The project, in its first phase, would be designed to treat about 2,000 litres of used water. Grey water refers to waste water produced after cleaning, washing and bathing. The treated water could be used for gardening or ground water recharge.
Grey water is easier to treat than black water or water from toilets. This is because black water is loaded with pathogens that are difficult to get rid of through a simple treatment system. Sultan Ahmed Ismail, Managing Director of Ecoscience Research Foundation,
who designed the project for the Chennai Mathematical Institute, said that root zone treatment would be used to treat the grey water.
The principle behind the system is quite simple. Grey water is allowed to flow through a horizontal filter that is three metres long, two metres wide and 30 centrimetres deep. The water is passed through a filter of pebbles and gravel. The water also passes
through a reed bed, which is slightly sloped so that the water flows easily.

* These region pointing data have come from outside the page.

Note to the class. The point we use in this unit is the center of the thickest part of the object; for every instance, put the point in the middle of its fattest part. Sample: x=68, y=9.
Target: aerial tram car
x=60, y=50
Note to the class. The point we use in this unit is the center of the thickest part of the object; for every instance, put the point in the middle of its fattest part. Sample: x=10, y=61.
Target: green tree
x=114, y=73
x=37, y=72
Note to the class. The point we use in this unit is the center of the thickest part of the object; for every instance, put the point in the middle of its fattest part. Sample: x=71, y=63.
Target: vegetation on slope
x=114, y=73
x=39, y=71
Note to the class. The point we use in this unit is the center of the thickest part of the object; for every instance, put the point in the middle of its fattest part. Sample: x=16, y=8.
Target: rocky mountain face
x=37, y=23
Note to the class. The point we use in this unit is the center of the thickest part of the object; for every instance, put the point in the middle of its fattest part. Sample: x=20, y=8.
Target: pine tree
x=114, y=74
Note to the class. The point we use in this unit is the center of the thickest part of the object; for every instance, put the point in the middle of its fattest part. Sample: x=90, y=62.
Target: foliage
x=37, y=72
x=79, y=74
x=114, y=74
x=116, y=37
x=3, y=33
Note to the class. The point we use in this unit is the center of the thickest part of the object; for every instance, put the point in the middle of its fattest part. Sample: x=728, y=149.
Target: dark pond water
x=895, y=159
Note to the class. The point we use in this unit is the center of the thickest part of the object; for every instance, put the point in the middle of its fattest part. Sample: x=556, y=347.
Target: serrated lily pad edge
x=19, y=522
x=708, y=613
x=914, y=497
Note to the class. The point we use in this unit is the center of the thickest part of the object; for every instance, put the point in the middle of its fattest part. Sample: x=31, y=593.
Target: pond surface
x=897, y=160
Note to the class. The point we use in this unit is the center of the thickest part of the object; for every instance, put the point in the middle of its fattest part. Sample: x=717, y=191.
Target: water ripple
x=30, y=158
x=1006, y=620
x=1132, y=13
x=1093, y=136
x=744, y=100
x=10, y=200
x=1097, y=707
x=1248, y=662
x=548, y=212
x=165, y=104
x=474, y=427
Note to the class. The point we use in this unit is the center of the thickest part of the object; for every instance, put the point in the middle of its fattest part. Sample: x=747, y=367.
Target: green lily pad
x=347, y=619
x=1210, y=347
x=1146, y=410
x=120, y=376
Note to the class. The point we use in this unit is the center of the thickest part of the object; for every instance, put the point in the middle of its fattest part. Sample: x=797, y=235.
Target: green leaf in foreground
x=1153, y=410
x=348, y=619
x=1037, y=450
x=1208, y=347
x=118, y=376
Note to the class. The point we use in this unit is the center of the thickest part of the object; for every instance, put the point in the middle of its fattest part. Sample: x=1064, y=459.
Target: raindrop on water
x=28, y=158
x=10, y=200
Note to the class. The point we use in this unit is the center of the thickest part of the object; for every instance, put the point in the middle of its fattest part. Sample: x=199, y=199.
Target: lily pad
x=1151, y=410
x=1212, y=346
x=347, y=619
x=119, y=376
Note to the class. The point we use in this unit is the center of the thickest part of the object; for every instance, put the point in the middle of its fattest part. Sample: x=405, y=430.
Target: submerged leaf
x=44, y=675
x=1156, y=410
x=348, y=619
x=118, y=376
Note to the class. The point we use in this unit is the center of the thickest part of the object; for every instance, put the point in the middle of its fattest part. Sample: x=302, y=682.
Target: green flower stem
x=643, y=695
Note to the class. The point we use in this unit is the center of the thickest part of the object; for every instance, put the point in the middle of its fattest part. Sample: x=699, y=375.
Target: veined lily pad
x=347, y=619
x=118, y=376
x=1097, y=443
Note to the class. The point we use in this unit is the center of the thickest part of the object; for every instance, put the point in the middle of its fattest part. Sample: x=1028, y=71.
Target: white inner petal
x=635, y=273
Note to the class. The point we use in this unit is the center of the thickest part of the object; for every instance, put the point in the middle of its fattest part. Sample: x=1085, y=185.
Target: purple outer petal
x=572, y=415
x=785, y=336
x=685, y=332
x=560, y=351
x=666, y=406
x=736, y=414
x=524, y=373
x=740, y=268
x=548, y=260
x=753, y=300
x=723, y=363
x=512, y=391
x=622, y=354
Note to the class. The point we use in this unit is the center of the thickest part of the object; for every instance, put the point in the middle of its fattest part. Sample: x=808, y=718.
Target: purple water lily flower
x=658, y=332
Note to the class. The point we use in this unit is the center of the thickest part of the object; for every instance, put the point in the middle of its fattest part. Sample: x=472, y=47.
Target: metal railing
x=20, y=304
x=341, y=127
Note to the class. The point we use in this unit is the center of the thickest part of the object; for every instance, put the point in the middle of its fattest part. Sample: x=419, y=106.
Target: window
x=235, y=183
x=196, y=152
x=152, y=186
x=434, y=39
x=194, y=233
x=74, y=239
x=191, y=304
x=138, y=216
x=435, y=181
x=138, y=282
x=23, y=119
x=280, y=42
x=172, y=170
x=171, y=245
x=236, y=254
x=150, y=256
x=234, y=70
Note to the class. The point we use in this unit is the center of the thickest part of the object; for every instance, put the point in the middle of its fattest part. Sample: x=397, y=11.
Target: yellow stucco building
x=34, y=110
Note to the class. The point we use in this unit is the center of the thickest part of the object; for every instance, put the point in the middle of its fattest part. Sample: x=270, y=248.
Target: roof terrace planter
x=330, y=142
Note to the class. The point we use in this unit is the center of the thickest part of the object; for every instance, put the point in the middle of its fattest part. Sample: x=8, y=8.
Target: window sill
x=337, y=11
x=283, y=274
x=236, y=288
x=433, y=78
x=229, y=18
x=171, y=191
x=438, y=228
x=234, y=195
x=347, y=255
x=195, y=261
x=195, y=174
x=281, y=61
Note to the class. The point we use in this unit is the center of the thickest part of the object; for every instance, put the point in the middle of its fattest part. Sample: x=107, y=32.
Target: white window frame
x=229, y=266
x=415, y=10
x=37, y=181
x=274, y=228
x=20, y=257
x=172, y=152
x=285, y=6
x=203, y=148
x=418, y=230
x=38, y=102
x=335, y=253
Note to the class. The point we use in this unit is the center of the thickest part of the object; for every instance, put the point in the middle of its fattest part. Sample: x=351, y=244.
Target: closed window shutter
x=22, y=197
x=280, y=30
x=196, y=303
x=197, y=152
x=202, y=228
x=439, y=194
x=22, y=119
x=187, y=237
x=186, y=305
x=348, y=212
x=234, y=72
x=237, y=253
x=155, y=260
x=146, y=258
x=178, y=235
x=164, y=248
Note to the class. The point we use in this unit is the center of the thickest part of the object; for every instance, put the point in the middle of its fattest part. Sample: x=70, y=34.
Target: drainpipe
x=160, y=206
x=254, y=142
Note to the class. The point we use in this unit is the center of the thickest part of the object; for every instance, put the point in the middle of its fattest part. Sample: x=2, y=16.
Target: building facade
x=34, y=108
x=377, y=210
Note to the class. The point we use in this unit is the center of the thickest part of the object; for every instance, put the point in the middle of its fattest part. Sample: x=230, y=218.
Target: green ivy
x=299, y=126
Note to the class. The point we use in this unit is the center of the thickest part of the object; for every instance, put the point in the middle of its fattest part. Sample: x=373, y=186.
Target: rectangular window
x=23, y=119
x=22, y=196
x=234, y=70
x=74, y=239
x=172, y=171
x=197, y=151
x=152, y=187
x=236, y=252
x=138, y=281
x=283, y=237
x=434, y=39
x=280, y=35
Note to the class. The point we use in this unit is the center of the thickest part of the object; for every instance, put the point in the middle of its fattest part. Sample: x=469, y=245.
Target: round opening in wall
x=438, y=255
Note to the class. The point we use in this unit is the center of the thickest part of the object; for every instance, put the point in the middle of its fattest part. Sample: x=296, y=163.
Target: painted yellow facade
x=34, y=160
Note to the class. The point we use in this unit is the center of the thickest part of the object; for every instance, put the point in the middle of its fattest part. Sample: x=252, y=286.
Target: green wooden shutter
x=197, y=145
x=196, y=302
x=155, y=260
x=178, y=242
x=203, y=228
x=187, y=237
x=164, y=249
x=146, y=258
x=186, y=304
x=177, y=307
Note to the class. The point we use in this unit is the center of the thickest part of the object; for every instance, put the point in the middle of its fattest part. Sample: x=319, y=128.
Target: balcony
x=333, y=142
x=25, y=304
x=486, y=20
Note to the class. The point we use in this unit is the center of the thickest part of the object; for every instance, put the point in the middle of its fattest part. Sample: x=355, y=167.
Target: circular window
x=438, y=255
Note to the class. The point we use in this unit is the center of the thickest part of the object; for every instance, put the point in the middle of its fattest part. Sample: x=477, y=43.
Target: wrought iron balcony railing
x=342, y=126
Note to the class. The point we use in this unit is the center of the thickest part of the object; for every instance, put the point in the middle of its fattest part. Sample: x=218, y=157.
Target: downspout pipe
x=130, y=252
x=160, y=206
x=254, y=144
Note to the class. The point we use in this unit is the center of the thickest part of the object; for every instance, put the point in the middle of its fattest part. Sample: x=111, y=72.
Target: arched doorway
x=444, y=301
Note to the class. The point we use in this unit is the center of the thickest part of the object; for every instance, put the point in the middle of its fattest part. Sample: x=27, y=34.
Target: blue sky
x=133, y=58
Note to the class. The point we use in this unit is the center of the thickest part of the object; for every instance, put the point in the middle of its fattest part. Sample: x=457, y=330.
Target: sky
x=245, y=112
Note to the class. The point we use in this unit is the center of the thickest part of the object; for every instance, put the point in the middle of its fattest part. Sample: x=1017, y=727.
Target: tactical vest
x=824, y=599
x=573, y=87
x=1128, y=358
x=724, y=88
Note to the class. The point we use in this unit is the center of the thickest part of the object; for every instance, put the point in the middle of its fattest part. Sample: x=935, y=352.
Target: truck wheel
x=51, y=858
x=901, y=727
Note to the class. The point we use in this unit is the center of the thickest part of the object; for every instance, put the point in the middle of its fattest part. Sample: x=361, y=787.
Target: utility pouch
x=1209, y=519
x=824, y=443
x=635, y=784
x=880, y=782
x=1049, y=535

Root zone treatment The reed bed is crucial to the water treatment. The best plants to use for the reed bed include Canna (kal vaazhai), Banana and Colocasia (a yam). The plants keep the soil partially aerobic by pumping atmospheric oxygen
to the roots, where some micro organisms live. These bacteria help in the break down on any suspended solids in the grey water.
Once the first phase of the project is fully operational, Mr. Ismail also proposes to treat black water through a more elaborate technology. A composting shed for solid waste management is also being planned.
Chennai Mathematical Institute is an autonomous institution for teaching and research in Mathematical Sciences. It is supported by the Department of Atomic Energy.